Karl Theodor zu Guttenberg (1921–1972)

Guttenberg im Jahre 1967

Karl Theodor Maria Georg Achatz Eberhart Joseph Buhl-Freiherr von und zu Guttenberg (geb. Freiherr von und zu Guttenberg)[1] (* 23. Mai 1921 auf Schloss Weisendorf; † 4. Oktober 1972 in Stadtsteinach) war ein deutscher Politiker (CSU).

Er war von 1967 bis 1969 Parlamentarischer Staatssekretär im Bundeskanzleramt.

Leben

Guttenberg begann seine Schulausbildung auf dem Jesuitenkolleg Stella Matutina in Feldkirch in Vorarlberg, das im März 1934 nach St. Blasien im Schwarzwald umzog. Ein Großonkel Guttenbergs war der Bischof von Steinamanger, János Mikes.[2] Guttenbergs Vater Georg Enoch Freiherr von und zu Guttenberg wurde beim sogenannten Röhm-Putsch am 1. Juli 1934, morgens um 3 Uhr abgeholt und kam – trotz verbürgter Todesnachrichten – nach einigen Wochen wieder frei.[2] 1936 wechselte Guttenberg auf das Alte Gymnasium in Würzburg, wo er 1938 das Abitur ablegte. Danach ging er als Offizieranwärter zur Wehrmacht und nahm am Zweiten Weltkrieg teil.

1940, kurz vor Beginn des Westfeldzuges, kritisierte er einen Leutnant seiner Abteilung, der sich rühmte, in Polen bei einer Razzia „einen dreckigen Juden eigenhändig erstochen“ zu haben. Guttenberg fuhr ihn an: „Ich hätte an Ihrer Stelle lieber auf die SS als auf die Juden geschossen“, und fügte hinzu: „Hitler ist ein Abenteurer, der den Überblick verloren hat.“ Ein daraufhin eröffnetes Kriegsgerichtsverfahren wurde mit Hilfe eines Freundes seines Vaters eingestellt. In einem Disziplinarverfahren seiner Einheit wurde Guttenberg, wie er selbst berichtet, mit Arrest bestraft, weil „ich in einem älteren Kameraden den falschen Eindruck erweckte, ich sei staatsfeindlich“.[3] 1944 kam Karl Theodor über seinen Onkel Karl Ludwig Freiherr von und zu Guttenberg in den Umkreis des militärischen Widerstands gegen Adolf Hitler, der im Attentat vom 20. Juli 1944 gipfelte. Sein Onkel wurde hingerichtet.

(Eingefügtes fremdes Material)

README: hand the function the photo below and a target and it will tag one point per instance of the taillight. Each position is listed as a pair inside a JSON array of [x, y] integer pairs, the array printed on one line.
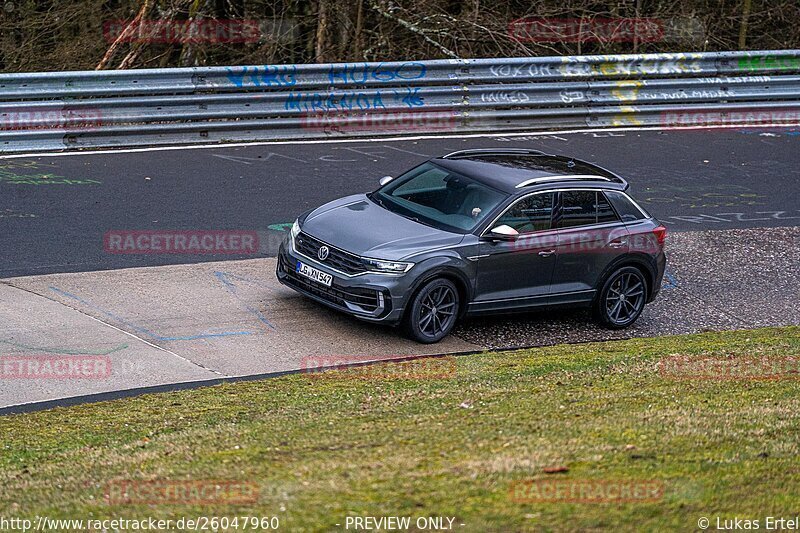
[[661, 235]]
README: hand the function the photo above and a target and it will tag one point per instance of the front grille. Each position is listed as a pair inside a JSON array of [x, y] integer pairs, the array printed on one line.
[[367, 299], [337, 259]]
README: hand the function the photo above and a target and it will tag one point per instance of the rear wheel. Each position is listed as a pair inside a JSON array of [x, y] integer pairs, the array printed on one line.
[[621, 299], [433, 311]]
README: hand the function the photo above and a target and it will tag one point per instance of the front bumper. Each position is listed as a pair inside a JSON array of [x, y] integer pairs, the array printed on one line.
[[373, 297]]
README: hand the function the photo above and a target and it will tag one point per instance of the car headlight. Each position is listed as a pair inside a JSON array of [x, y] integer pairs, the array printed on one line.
[[387, 267], [295, 231]]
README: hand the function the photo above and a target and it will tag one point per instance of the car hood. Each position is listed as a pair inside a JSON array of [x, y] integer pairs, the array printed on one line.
[[360, 226]]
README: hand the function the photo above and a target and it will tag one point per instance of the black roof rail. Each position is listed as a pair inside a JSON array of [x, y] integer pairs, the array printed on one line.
[[491, 151]]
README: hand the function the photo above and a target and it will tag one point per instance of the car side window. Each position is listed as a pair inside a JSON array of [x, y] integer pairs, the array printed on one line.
[[605, 213], [627, 211], [584, 208], [530, 214]]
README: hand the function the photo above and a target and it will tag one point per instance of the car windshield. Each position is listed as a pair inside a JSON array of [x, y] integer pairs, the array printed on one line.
[[440, 198]]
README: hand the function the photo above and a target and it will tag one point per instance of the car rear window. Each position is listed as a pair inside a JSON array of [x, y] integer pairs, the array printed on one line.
[[584, 208]]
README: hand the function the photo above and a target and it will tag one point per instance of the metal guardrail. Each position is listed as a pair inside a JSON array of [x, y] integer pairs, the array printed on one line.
[[100, 109]]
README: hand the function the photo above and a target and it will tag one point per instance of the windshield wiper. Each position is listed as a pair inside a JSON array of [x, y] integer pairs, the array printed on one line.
[[374, 197]]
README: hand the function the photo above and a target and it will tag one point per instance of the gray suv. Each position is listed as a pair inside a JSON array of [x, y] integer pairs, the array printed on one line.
[[476, 232]]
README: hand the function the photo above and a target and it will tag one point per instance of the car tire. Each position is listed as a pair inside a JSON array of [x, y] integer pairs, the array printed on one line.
[[432, 312], [621, 299]]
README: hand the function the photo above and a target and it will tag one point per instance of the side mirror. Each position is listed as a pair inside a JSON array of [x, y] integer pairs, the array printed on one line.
[[503, 232]]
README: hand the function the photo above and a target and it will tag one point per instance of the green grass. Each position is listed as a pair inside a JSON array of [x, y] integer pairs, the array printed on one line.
[[320, 449]]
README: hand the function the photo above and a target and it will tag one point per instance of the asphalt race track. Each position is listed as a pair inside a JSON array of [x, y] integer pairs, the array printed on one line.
[[55, 210], [729, 198]]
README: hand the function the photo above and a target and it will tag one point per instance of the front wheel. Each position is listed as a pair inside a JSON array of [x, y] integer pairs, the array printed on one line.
[[621, 299], [433, 311]]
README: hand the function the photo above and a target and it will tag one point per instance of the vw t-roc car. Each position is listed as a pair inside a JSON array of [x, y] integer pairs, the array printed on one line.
[[476, 232]]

Guttenberg geriet 1944 in britische Gefangenschaft, dort arbeitete er unter anderem für den Soldatensender Calais.[4] Im Herbst 1946 wurde er wegen der Beleidigung „Saujude“ zu einer Geldstrafe von 300 Mark verurteilt. Guttenberg selbst sagte dazu: „Mein Gewissen läßt es nicht zu, mit Sicherheit zu behaupten, ich hätte die Äußerung nicht gebraucht.“[5]

1957 wurde er, zusammen mit seiner Mutter Elisabeth, von Kardinal-Großmeister Nicola Kardinal Canali zum Ritter des Ritterordens vom Heiligen Grab zu Jerusalem ernannt und am 30. April 1957 in München durch Lorenz Jaeger, Großprior der deutschen Statthalterei, investiert. Er gehörte der Komturei Bamberg an.[6]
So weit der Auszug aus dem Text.